What's happening: Russell was blindsided by Indian investment firm Sun Group and others who didn't wire the money they were contractually obligated to send on the day the deal was supposed to close, per the sources.
Why it matters: Russell missed a two-week extension deadline earlier this week to get his $800 million bid together. If he doesn't come up with the cash soon, his deal to buy Forbes could be in peril.
- For now, Russell is still in exclusive negotiations to buy the storied media brand from Forbes' majority owner, a Hong Kong-based investment firm called Integrated Whale Media (IWM).
- Neither party has officially terminated the deal yet, but sources told Axios IWM is growing impatient with each missed deadline.
- If either party were to terminate the deal, Axios has reported that at least one other buyer is preparing a rival bid.
Details: Russell was initially planning to close the deal to buy Forbes on Nov. 1. But several investors who had signed contracts confirming their participation in the deal, including Sun Group vice chair Shiv Khemka and others, didn't wire the money.
- Russell's lawyers sent emails to those parties saying he intends to pursue legal action against them for failing to fund the deal.
- Khemka, Axios has reported, had committed roughly $300 million to the bid initially, with around $100 million flowing through two of his daughters, who were born in the U.S. and live in New York.
- His role in the deal had been reduced over time to avoid regulatory scrutiny, but Russell was still trying to replace his capital with money from American investors to avoid any reputational headaches related to Sun Group's ties to Russia.
Between the lines: While Russell's camp had been trying to replace Khemka's capital for a while, they hadn't anticipated needing to replace the capital from other investors who also didn't wire the money, including Nikhil Sinha,
- Sinha, an American academic turned businessman based in Silicon Valley. was expected to put in roughly $200 million toward the bid, sources told Axios in June.
State of play: IWM granted Russell a two-week extension of the deal's deadline on Oct. 31. That extension allowed Russell's team to collect funds from investors who had previously verbally committed to participating in the deal.

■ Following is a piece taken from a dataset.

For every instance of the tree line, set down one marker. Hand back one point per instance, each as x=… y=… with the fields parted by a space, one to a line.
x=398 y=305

- Representatives for Russell have said that Russell's bid is "substantially oversubscribed, with over $2 billion of demand" from mostly American investors. But "demand" didn't always mean that the funds were in hand.
- Sun Group, Sinha and IWM did not return a request for comment. Forbes did not comment. Representatives for Russell did not comment.
The big picture: The deal to buy Forbes has been riddled with drama.
- Forbes' majority owners have been trying to sell the asset privately for years, and Axios has reported about past conversations the company has had with companies like blockchain software firm Block.one and GSV, a Silicon Valley-based investment firm.
- In 2022, Forbes' majority owners explored taking the company public through a blank check merger. That deal ultimately fell through.
- Last winter, it was announced that an international consortium of investors was in exclusive talks to buy Forbes after its push to go public fell through. Axios reported that Sun Group was leading that bid.
- Russell was brought into the bid earlier this year after the consortium realized they couldn't gain regulatory approval for the takeover with Sun Group leading the deal.
What to watch: If the deal falls through, Russell and his investors will have to pay a $35 million breakup fee.